Rep. Herseth Sandlin recently hosted a Congressional Soils Caucus briefing for Members of Congress and their staff entitled, "The Essence of Earth and Wine: Terroir," to highlight the importance of geology, soils, and climate on wine characteristics and quality. As co-chair of the Soils Caucus, Rep. Herseth Sandlin invited State Representative Eldon Nygaard with Valiant Vineyards to discuss his wine operation in South Dakota. Eldon spoke about his flavorful Wild Grape wine, a product of the American grape, Vitis riparia, discovered on property near the Vermillion River in South Dakota.

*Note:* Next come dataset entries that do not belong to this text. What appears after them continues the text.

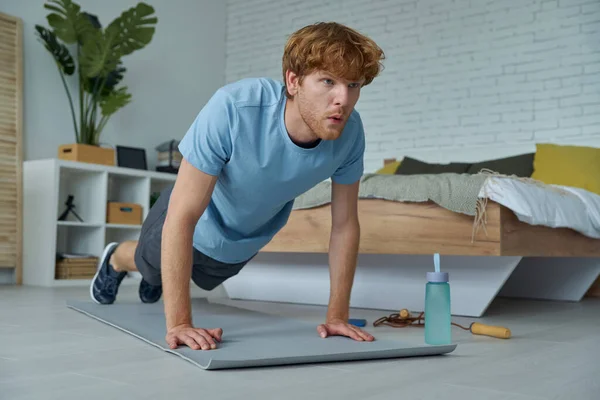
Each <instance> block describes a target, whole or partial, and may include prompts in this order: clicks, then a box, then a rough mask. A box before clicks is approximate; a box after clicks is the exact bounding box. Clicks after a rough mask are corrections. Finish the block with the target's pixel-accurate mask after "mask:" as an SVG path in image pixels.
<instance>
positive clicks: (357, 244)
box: [317, 182, 374, 341]
mask: <svg viewBox="0 0 600 400" xmlns="http://www.w3.org/2000/svg"><path fill="white" fill-rule="evenodd" d="M358 187H359V183H358V182H357V183H354V184H351V185H340V184H336V183H333V186H332V201H331V220H332V226H331V237H330V241H329V276H330V287H331V291H330V294H329V307H328V308H327V318H326V321H325V323H324V324H321V325H319V326H317V332H318V333H319V334H320V335H321V337H327V336H336V335H342V336H348V337H350V338H353V339H355V340H360V341H362V340H367V341H372V340H374V338H373V336H372V335H371V334H369V333H368V332H365V331H363V330H362V329H360V328H358V327H356V326H353V325H350V324H349V323H348V318H349V315H348V314H349V310H350V294H351V292H352V285H353V282H354V274H355V271H356V261H357V256H358V248H359V242H360V224H359V220H358Z"/></svg>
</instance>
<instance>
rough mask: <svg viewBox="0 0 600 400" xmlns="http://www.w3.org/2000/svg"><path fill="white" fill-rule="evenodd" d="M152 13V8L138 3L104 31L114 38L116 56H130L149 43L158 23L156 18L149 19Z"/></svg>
mask: <svg viewBox="0 0 600 400" xmlns="http://www.w3.org/2000/svg"><path fill="white" fill-rule="evenodd" d="M153 13H154V8H153V7H152V6H150V5H148V4H146V3H138V4H137V5H136V6H135V7H131V8H130V9H128V10H126V11H124V12H123V13H121V15H120V16H119V17H117V18H116V19H115V20H114V21H113V22H111V24H110V25H109V26H108V27H107V28H106V31H107V33H108V32H110V33H111V34H114V35H115V36H116V38H117V39H116V40H115V42H114V50H115V51H116V52H117V53H118V54H120V55H121V56H125V55H128V54H131V53H133V52H134V51H136V50H139V49H141V48H143V47H144V46H146V45H147V44H148V43H150V41H151V40H152V36H154V31H155V28H154V25H156V23H157V22H158V18H156V17H150V16H151V15H152V14H153Z"/></svg>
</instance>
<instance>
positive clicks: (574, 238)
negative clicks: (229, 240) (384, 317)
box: [263, 159, 600, 257]
mask: <svg viewBox="0 0 600 400" xmlns="http://www.w3.org/2000/svg"><path fill="white" fill-rule="evenodd" d="M393 161H394V160H393V159H388V160H386V163H390V162H393ZM330 213H331V207H330V206H329V205H328V204H325V205H322V206H319V207H313V208H309V209H300V210H294V211H293V212H292V214H291V216H290V219H289V221H288V223H287V225H286V226H285V227H284V228H283V229H282V230H281V231H280V232H279V234H277V235H276V236H275V237H274V239H273V240H272V241H271V242H270V243H269V244H268V245H267V246H266V247H265V248H263V251H265V252H300V253H303V252H306V253H326V252H327V251H328V245H329V243H328V242H329V234H330V223H331V214H330ZM359 218H360V222H361V242H360V248H359V252H360V253H364V254H427V255H429V254H433V253H436V252H437V253H440V254H446V255H470V256H477V255H478V256H521V257H532V256H541V257H600V239H598V238H594V237H589V236H585V235H584V234H582V233H580V232H578V231H576V230H574V229H572V228H552V227H548V226H542V225H531V224H528V223H525V222H522V221H520V220H519V219H518V218H517V216H516V215H515V213H514V212H513V211H512V210H511V209H509V208H507V207H506V206H504V205H502V204H499V203H497V202H495V201H493V200H490V201H488V202H487V204H485V223H482V224H479V226H478V224H477V222H476V221H475V220H474V218H473V217H471V216H469V215H465V214H460V213H456V212H452V211H449V210H447V209H445V208H443V207H440V206H439V205H437V204H435V203H434V202H432V201H427V202H399V201H389V200H382V199H364V198H363V199H360V200H359ZM476 218H477V217H475V219H476ZM482 222H483V221H482Z"/></svg>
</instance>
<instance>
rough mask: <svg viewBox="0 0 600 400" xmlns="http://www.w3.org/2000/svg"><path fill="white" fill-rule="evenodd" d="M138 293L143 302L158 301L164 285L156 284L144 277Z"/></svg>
mask: <svg viewBox="0 0 600 400" xmlns="http://www.w3.org/2000/svg"><path fill="white" fill-rule="evenodd" d="M138 293H139V295H140V300H142V302H144V303H156V302H157V301H158V299H160V296H161V295H162V285H158V286H154V285H151V284H149V283H148V282H146V281H145V280H144V279H142V280H141V282H140V288H139V290H138Z"/></svg>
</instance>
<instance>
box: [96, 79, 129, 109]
mask: <svg viewBox="0 0 600 400" xmlns="http://www.w3.org/2000/svg"><path fill="white" fill-rule="evenodd" d="M130 101H131V94H129V93H127V87H126V86H123V87H120V88H119V89H116V90H113V91H112V92H110V94H109V95H108V96H105V97H102V98H101V99H100V109H101V110H102V115H104V116H109V115H112V114H114V113H115V112H117V111H118V110H119V109H120V108H123V107H125V106H126V105H127V104H129V102H130Z"/></svg>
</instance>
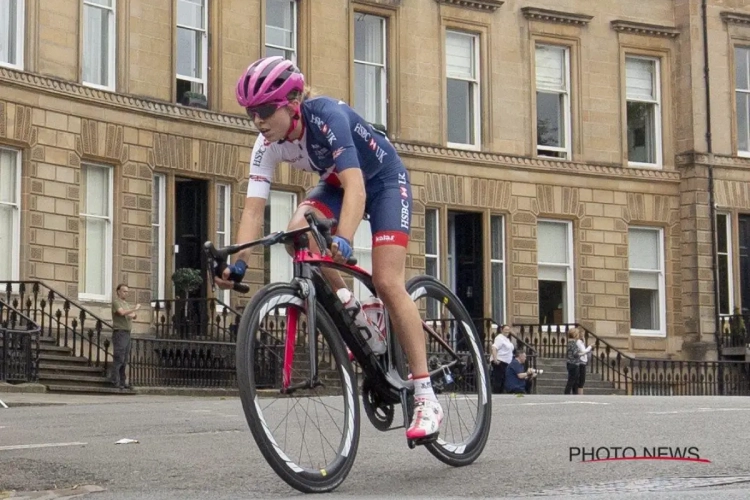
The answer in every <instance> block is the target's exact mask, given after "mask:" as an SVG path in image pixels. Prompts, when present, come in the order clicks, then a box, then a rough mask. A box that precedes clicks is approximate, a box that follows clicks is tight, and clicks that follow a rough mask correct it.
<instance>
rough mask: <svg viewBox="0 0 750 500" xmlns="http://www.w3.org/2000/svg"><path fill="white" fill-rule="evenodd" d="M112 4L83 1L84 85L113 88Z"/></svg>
mask: <svg viewBox="0 0 750 500" xmlns="http://www.w3.org/2000/svg"><path fill="white" fill-rule="evenodd" d="M116 44H117V36H116V31H115V0H84V1H83V83H85V84H86V85H90V86H92V87H99V88H102V89H107V90H114V88H115V68H116V66H117V64H116V61H115V57H116V56H115V53H116V52H115V50H116V47H115V45H116Z"/></svg>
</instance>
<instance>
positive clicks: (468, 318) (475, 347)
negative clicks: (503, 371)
mask: <svg viewBox="0 0 750 500" xmlns="http://www.w3.org/2000/svg"><path fill="white" fill-rule="evenodd" d="M406 289H407V291H408V292H409V295H411V297H412V300H415V301H416V300H417V299H419V298H420V297H424V296H428V297H430V298H433V299H437V300H439V301H440V302H441V303H443V304H444V305H445V306H447V307H449V308H450V309H451V313H452V314H453V315H454V317H455V319H456V320H458V321H459V322H460V323H461V324H463V325H464V328H463V331H464V334H465V335H467V334H468V337H469V342H466V344H467V346H468V347H469V349H470V350H469V351H468V352H469V354H470V356H471V358H472V361H473V363H474V366H475V367H476V368H477V369H478V370H479V372H477V373H476V375H475V380H476V382H475V383H476V384H477V390H478V392H477V401H478V403H479V410H478V415H477V419H478V422H479V424H478V428H477V429H475V431H474V432H473V433H472V435H471V436H470V438H469V439H468V440H467V441H464V442H462V443H460V445H455V444H448V443H445V442H444V441H443V440H442V439H441V438H438V440H437V441H436V442H434V443H428V444H426V445H425V447H426V448H427V450H428V451H429V452H430V453H432V454H433V455H434V456H435V457H436V458H437V459H438V460H440V461H441V462H443V463H446V464H448V465H451V466H453V467H463V466H465V465H469V464H471V463H473V462H474V461H475V460H476V459H477V458H479V456H480V455H481V454H482V452H483V451H484V448H485V446H486V444H487V438H488V437H489V432H490V427H491V425H492V396H491V394H492V393H491V391H490V380H489V369H488V365H487V363H486V362H485V358H484V352H483V351H484V349H483V348H482V342H481V339H480V338H479V335H478V334H477V332H476V328H475V327H474V323H473V321H472V320H471V316H470V315H469V312H468V311H467V310H466V308H465V307H464V305H463V303H462V302H461V301H460V300H459V299H458V297H456V295H455V294H454V293H453V292H452V291H451V290H450V289H449V288H448V287H447V286H445V285H444V284H443V283H441V282H440V281H438V280H437V279H435V278H433V277H432V276H427V275H420V276H415V277H414V278H412V279H410V280H409V281H408V282H407V283H406ZM477 375H478V376H477ZM444 410H445V408H444Z"/></svg>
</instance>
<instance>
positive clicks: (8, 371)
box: [0, 299, 41, 382]
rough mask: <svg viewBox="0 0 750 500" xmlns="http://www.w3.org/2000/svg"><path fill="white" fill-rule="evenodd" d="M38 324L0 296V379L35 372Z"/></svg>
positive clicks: (37, 345)
mask: <svg viewBox="0 0 750 500" xmlns="http://www.w3.org/2000/svg"><path fill="white" fill-rule="evenodd" d="M40 330H41V329H40V328H39V325H37V324H36V323H35V322H34V321H32V319H31V318H29V317H28V316H26V315H25V314H23V313H21V312H20V311H18V310H16V309H15V308H14V307H12V306H11V305H10V304H8V303H6V302H4V301H3V300H2V299H0V382H33V381H35V380H37V379H38V376H39V369H38V366H39V332H40Z"/></svg>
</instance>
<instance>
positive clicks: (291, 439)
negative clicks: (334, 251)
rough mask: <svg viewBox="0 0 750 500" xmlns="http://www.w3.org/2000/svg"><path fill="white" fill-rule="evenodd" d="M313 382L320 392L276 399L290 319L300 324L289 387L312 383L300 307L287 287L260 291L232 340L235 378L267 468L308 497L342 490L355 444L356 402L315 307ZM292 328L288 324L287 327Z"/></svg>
mask: <svg viewBox="0 0 750 500" xmlns="http://www.w3.org/2000/svg"><path fill="white" fill-rule="evenodd" d="M316 309H317V311H316V317H317V335H316V339H315V342H316V345H317V352H318V360H317V362H318V375H319V378H320V380H321V381H322V382H323V384H324V385H322V386H319V387H315V388H312V389H307V388H305V389H298V390H295V391H294V392H292V393H291V394H281V393H280V392H279V389H280V388H281V387H282V383H283V366H284V349H285V338H286V332H287V320H288V319H289V318H294V317H298V319H297V321H296V325H297V327H296V329H295V328H294V326H292V327H291V328H292V330H293V331H296V342H295V345H294V362H293V364H292V369H291V384H292V385H294V384H296V383H299V382H303V381H305V380H308V379H309V373H310V356H309V345H308V335H307V331H306V324H307V317H306V316H305V311H304V301H303V299H302V298H300V297H299V295H298V293H297V290H296V289H295V288H294V287H292V286H290V285H288V284H281V283H278V284H272V285H268V286H266V287H265V288H263V289H261V290H260V291H259V292H258V293H257V294H255V296H254V297H253V300H252V301H251V302H250V304H248V306H247V307H246V308H245V312H244V313H243V315H242V320H241V321H240V326H239V332H238V339H237V379H238V383H239V389H240V398H241V400H242V406H243V409H244V411H245V417H246V419H247V423H248V426H249V427H250V431H251V432H252V434H253V437H254V438H255V442H256V443H257V444H258V448H259V449H260V451H261V453H262V454H263V456H264V457H265V459H266V461H267V462H268V464H269V465H270V466H271V467H272V468H273V470H274V471H275V472H276V473H277V474H278V475H279V477H281V478H282V479H283V480H284V481H286V483H287V484H289V485H290V486H292V487H293V488H295V489H297V490H299V491H302V492H305V493H315V492H326V491H331V490H333V489H334V488H336V487H337V486H339V485H340V484H341V483H342V482H343V481H344V479H345V478H346V476H347V474H348V473H349V470H350V469H351V467H352V465H353V464H354V459H355V457H356V454H357V447H358V444H359V425H360V424H359V422H360V420H359V418H360V417H359V400H358V397H359V396H358V391H357V386H356V384H355V382H354V375H353V373H352V367H351V364H350V362H349V359H348V356H347V353H346V349H345V347H344V345H343V342H342V341H341V339H340V337H339V335H338V331H337V330H336V327H335V325H334V323H333V321H332V320H331V318H330V316H329V315H328V313H327V312H326V311H325V310H324V309H323V307H318V308H316ZM291 321H292V322H293V321H294V320H293V319H292V320H291Z"/></svg>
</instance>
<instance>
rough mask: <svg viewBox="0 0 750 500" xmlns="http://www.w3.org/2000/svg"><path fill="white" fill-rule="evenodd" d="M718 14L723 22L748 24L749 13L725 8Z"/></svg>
mask: <svg viewBox="0 0 750 500" xmlns="http://www.w3.org/2000/svg"><path fill="white" fill-rule="evenodd" d="M720 15H721V18H722V19H723V20H724V22H725V23H730V24H744V25H749V24H750V14H744V13H742V12H732V11H728V10H725V11H724V12H722V13H721V14H720Z"/></svg>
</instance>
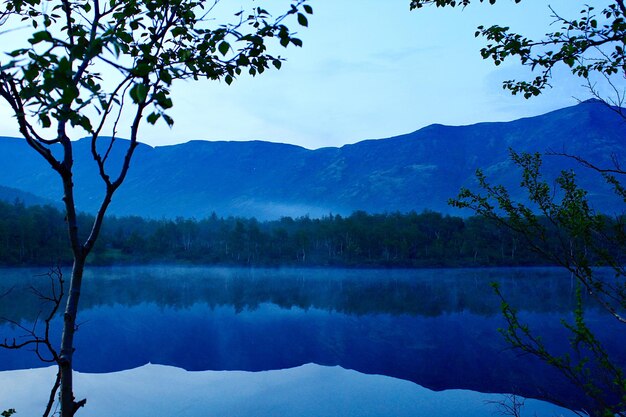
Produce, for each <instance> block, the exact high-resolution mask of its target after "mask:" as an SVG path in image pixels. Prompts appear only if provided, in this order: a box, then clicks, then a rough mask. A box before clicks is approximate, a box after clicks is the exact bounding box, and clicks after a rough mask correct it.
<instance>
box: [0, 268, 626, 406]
mask: <svg viewBox="0 0 626 417" xmlns="http://www.w3.org/2000/svg"><path fill="white" fill-rule="evenodd" d="M34 273H35V271H32V270H4V271H1V274H0V276H1V279H2V281H0V282H1V285H0V294H1V293H3V292H4V290H6V289H7V288H11V287H14V290H13V292H12V293H11V295H10V297H5V299H3V302H2V304H1V305H0V316H7V317H14V318H16V317H19V318H20V319H21V320H23V321H24V323H26V322H29V321H33V320H34V317H35V316H34V314H35V313H36V312H37V311H39V310H41V305H40V303H39V301H38V300H36V299H35V298H34V297H33V296H32V295H29V293H28V292H27V291H26V290H25V287H26V286H28V285H36V286H41V287H45V284H46V283H45V281H43V280H42V279H39V278H28V279H25V278H24V277H32V276H33V275H34ZM494 281H497V282H500V284H501V287H502V289H503V291H504V292H505V293H506V294H508V296H509V299H510V301H511V304H513V305H518V306H520V307H523V317H524V319H525V320H526V321H527V322H528V323H529V324H530V325H531V326H532V327H533V328H535V329H536V331H537V332H538V333H540V334H542V335H544V337H545V339H546V343H549V344H551V345H553V346H560V347H563V345H564V344H565V345H567V340H566V336H567V333H566V331H565V330H564V329H563V327H562V326H561V324H560V319H561V318H563V317H565V318H567V317H568V312H569V311H571V307H572V305H573V297H572V285H571V281H570V279H569V277H568V276H567V275H564V274H563V273H562V272H561V271H560V270H557V269H545V268H544V269H490V270H421V271H398V270H391V271H389V270H382V271H380V270H367V271H363V270H324V269H320V270H292V269H289V270H272V269H262V270H254V269H220V268H197V267H194V268H180V267H174V268H172V267H158V268H155V267H137V268H100V269H92V270H90V272H89V275H88V276H87V277H86V281H85V283H86V285H85V287H86V288H85V292H84V297H83V300H82V303H83V304H82V307H83V310H82V312H81V316H80V321H82V323H83V324H82V325H81V327H80V329H79V332H78V333H77V340H76V343H77V356H76V368H77V369H78V370H82V371H88V372H109V371H115V370H121V369H128V368H132V367H135V366H140V365H143V364H145V363H147V362H152V363H161V364H168V365H174V366H179V367H182V368H185V369H188V370H206V369H213V370H231V369H240V370H252V371H257V370H267V369H281V368H287V367H293V366H298V365H301V364H304V363H309V362H315V363H318V364H323V365H340V366H342V367H344V368H350V369H356V370H358V371H361V372H366V373H376V374H383V375H389V376H394V377H398V378H403V379H407V380H411V381H414V382H416V383H419V384H420V385H423V386H426V387H428V388H431V389H448V388H467V389H473V390H477V391H483V392H516V393H519V394H522V395H526V396H533V397H543V396H545V395H549V396H554V397H556V398H558V399H559V400H560V401H564V402H566V403H568V404H570V405H578V406H582V405H584V404H583V403H582V402H581V401H582V399H581V398H579V396H578V394H577V392H576V391H575V390H574V389H573V388H572V387H571V386H569V385H568V384H566V383H564V381H563V380H562V379H561V377H560V375H558V374H556V373H555V372H553V371H552V370H551V369H550V368H549V367H547V366H545V365H544V364H542V363H539V362H538V361H535V360H532V358H529V357H522V358H520V357H518V356H517V355H516V354H515V353H514V352H512V351H510V350H508V349H507V346H506V345H504V343H503V342H502V339H501V336H500V335H499V334H498V333H497V331H496V329H497V328H498V327H500V326H502V325H503V323H502V320H501V317H500V315H499V301H498V300H497V298H496V297H495V296H494V295H493V292H492V290H491V288H490V283H491V282H494ZM3 289H4V290H3ZM602 316H603V313H602V312H601V310H598V309H590V311H589V312H588V317H589V321H590V323H591V324H592V325H593V323H594V322H597V323H598V324H597V325H596V326H595V329H596V332H597V333H598V336H599V337H600V338H602V339H603V340H606V341H607V343H609V345H610V347H611V346H612V348H613V349H615V350H616V351H618V352H620V351H622V350H623V349H622V348H621V346H623V343H624V340H622V339H620V338H619V337H616V335H619V334H620V333H621V332H619V331H618V330H617V326H615V327H613V326H612V322H609V325H608V326H607V325H606V320H602ZM59 325H60V324H58V323H57V325H56V328H55V330H56V331H58V330H59ZM15 331H16V330H15V329H11V328H10V326H3V327H0V332H1V333H0V334H3V335H11V334H16V333H15ZM0 366H1V367H2V368H3V369H18V368H26V367H33V366H40V363H39V362H38V361H37V360H36V358H35V357H34V355H33V354H32V353H28V352H17V353H16V352H7V351H0ZM548 388H549V389H548ZM544 389H546V390H547V391H544Z"/></svg>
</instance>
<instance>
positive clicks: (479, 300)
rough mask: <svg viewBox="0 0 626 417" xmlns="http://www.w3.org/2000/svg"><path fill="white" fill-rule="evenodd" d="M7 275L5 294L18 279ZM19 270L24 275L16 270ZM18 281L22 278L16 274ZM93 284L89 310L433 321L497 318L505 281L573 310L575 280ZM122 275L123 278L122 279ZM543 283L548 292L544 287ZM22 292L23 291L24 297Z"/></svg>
mask: <svg viewBox="0 0 626 417" xmlns="http://www.w3.org/2000/svg"><path fill="white" fill-rule="evenodd" d="M10 271H13V270H5V278H4V280H3V281H2V287H0V292H2V291H4V290H3V289H2V288H10V286H12V285H14V284H13V283H14V282H16V281H14V280H15V279H17V278H12V277H11V276H10V275H9V274H8V272H10ZM14 271H16V272H17V271H19V270H14ZM16 275H19V274H17V273H16ZM98 275H99V276H103V278H102V279H93V280H89V283H88V284H87V286H86V289H85V292H84V300H85V306H86V308H89V307H93V306H98V305H102V304H109V305H112V304H121V305H128V306H132V305H137V304H140V303H142V302H153V303H156V304H158V305H162V306H171V307H175V308H186V307H189V306H191V305H193V304H198V303H201V304H202V303H203V304H207V305H211V306H234V307H235V309H236V310H237V311H243V310H254V309H256V308H258V306H259V305H261V304H263V303H270V304H275V305H277V306H279V307H281V308H285V309H289V308H293V307H298V308H302V309H310V308H317V309H322V310H327V311H337V312H342V313H346V314H354V315H364V314H393V315H400V314H407V315H414V316H416V315H419V316H427V317H434V316H439V315H442V314H446V313H453V312H461V311H469V312H472V313H474V314H479V315H486V316H490V315H497V314H499V312H500V306H499V301H498V299H497V297H496V296H495V295H492V296H485V294H492V293H491V292H490V282H492V281H498V282H500V285H501V287H502V288H506V289H508V290H509V291H508V292H509V293H511V294H513V296H512V298H513V300H512V301H522V300H523V301H524V305H525V306H526V309H527V311H531V312H552V311H570V310H571V308H572V307H573V306H574V300H573V294H572V292H571V287H570V281H569V280H568V279H567V278H566V279H563V278H564V277H563V275H562V273H559V272H558V271H556V270H551V269H528V270H525V269H519V270H498V269H491V270H422V271H384V270H383V271H378V270H364V271H360V270H350V271H339V270H272V269H263V270H246V269H211V268H208V269H204V268H176V267H173V268H148V267H146V268H112V269H107V268H104V269H101V270H99V271H98ZM117 275H119V276H117ZM538 281H540V282H541V285H537V282H538ZM30 285H33V286H35V287H37V286H39V288H42V289H43V286H45V285H46V283H45V282H40V280H37V279H35V278H33V279H32V280H31V282H27V283H25V284H24V283H22V284H18V285H17V287H16V289H15V290H14V291H13V293H12V296H11V299H10V300H7V302H4V303H2V304H0V316H10V317H13V318H15V319H16V320H19V319H26V320H32V319H34V316H33V314H34V312H36V311H39V310H40V308H39V306H38V304H37V303H38V301H37V300H36V299H34V298H33V297H32V296H30V294H29V293H28V292H27V291H25V290H23V289H25V288H26V287H27V286H30ZM20 289H22V290H20Z"/></svg>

"Through my involvement as co-chair of the Soils Caucus, I recognize the role that management of the soil resources plays in wine grape production. Soil is certainly a key ingredient contributing to the overall composition, quality, and flavor of wine," Rep. Herseth Sandlin said. "Eldon has become a leading advocate of the wine industry, both in South Dakota and nationwide, and I am pleased to have been able to work with him on legislative issues to assist the wine industry, including new and increased funding specialty crops research and certification systems as part of the 2008 Farm Bill."
In addition to Nygaard, speakers included:
• James Fisher, a soil scientist of Soil Solutions LLC, explained the soil criteria used by vineyards to choose the sites for wine grape production.
• John Havlin, North Carolina State University, addressed soil nutrient management techniques specific to wine grape production.
In addition to Valiant Vineyards, vineyards featured included:
• Shelton Vineyards: Located in Yadkin Valley, North Carolina, this is one of the largest vineyards on the East Coast. John Havlin spoke briefly about the soils as well as Shelton's signature Yadkin Valley Riesling.
• Waltz Vineyards: Jan Waltz discussed the geography and soil on his vineyard, located in Lancaster, Pennsylvania, and served two of Waltz's delectable wines—the Baron Steigel Red and their Old Line Chardonnay.
• Wines from the State of California: Selections from various wine regions in California, including the Napa and Central Valleys were available for tasting. Soil scientist James Fisher also spoke about his experience working with vintners in California.